The Primacy of People

Ed Catmull is the president of Pixar studios. He is someone that should know a thing or two about how organisations succeed in creative industries. With this in mind, I want to share a few things he wrote about for the Harvard Business Review in September 2008.

The business strategy literature today is dominated by the resource based view of the firm. This view is based on the assumption that firms achieve different outcomes because of differences in the underlying resource configuration of the firm. What is the critical and necessary resource for a firm that must produce creative output? Ed Catmull leaves no doubt. It is good people. People with creative talent. Outstanding people.

"It's the primacy of people over ideas: if you give a good idea to a mediocre team, they will screw it up; if you give a mediocre idea to a good team, they will either fix it or throw it away."

However, these resources must be utilized in order to competitive advantage to result. In the management literature, the ability to generate value from resources is called capabilities. Catmull has advice in this area as well. The key capabilities need to be able to manage this creative talent and be able to manage risk.

Catmull has some pointers here for those that must make use of such valuable resources. You have to make it safe to take risks. You must have a culture that values creativity. Not just at the level of the high concept, but in every step in the process.

"A movie contains literally tens of thousands of ideas. They're in the form of every sentence, in the performance of every line, in the design of characters, sets and backgrounds... every single member of the 200-250 person production group makes suggestions."

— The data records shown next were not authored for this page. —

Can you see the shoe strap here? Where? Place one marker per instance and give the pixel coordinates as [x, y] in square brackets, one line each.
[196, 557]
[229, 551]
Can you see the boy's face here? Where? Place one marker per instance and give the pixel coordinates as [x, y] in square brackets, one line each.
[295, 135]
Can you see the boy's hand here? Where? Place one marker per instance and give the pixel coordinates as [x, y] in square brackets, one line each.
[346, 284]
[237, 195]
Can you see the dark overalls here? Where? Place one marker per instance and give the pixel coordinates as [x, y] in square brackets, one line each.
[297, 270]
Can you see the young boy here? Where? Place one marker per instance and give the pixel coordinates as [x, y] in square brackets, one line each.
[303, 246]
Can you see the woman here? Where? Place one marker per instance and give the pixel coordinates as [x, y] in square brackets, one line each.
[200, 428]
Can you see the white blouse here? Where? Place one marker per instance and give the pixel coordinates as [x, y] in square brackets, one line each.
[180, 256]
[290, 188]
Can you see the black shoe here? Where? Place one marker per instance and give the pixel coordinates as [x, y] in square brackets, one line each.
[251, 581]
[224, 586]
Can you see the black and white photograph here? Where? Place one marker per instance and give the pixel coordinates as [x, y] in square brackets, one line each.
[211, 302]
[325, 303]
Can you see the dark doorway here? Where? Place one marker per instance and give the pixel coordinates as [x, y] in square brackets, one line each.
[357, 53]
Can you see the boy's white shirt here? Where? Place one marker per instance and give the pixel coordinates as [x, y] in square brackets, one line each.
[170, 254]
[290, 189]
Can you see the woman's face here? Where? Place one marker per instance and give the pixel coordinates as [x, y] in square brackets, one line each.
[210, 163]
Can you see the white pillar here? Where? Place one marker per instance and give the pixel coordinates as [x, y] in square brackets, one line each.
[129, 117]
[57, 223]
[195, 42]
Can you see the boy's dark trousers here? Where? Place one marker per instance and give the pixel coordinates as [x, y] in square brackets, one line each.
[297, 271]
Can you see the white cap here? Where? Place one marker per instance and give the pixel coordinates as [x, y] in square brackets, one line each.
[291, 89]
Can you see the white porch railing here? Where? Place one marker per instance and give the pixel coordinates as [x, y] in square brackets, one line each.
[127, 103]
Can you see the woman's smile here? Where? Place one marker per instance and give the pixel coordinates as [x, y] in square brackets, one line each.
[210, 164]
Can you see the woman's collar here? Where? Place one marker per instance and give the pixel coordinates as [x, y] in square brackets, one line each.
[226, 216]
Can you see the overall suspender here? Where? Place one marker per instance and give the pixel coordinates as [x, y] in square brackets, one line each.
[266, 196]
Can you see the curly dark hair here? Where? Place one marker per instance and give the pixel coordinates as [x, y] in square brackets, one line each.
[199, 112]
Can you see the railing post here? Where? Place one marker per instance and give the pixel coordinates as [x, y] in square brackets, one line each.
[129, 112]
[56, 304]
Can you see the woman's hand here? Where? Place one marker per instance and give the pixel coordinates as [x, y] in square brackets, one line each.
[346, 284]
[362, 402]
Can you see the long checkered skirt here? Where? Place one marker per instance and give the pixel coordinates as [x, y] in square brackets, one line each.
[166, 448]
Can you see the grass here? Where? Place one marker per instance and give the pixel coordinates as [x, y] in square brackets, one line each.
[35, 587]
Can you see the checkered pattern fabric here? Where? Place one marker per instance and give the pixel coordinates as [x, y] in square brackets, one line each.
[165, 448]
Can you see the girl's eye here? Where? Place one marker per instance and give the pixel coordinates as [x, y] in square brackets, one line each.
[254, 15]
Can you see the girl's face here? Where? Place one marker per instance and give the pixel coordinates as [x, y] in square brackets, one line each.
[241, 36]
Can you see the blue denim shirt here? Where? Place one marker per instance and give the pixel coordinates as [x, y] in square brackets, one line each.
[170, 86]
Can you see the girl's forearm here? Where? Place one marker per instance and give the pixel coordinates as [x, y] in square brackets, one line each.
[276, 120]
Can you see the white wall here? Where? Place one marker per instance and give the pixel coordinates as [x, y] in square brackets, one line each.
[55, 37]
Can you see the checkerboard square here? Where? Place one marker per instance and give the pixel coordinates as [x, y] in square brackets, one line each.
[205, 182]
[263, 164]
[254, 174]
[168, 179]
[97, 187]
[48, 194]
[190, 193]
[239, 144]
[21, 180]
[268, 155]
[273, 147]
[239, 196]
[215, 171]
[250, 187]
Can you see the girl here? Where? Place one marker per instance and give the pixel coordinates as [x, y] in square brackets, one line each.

How do you utilize creative people? The key is to empower them, create the right culture and open up communication. To empower, really means just that. Don't get in the way and give them both leeway and support. Let the best talent available lead and provide the direction. Create a culture where these people are supported. Catmull calls this a peer culture; where people of all levels support each other. Where there is a particularly difficult problem, get the best minds together. Always allow and provide opportunities for peer feedback.

Achieving this is difficult. But the payoff for the organisation is a sustainable system of creative performance.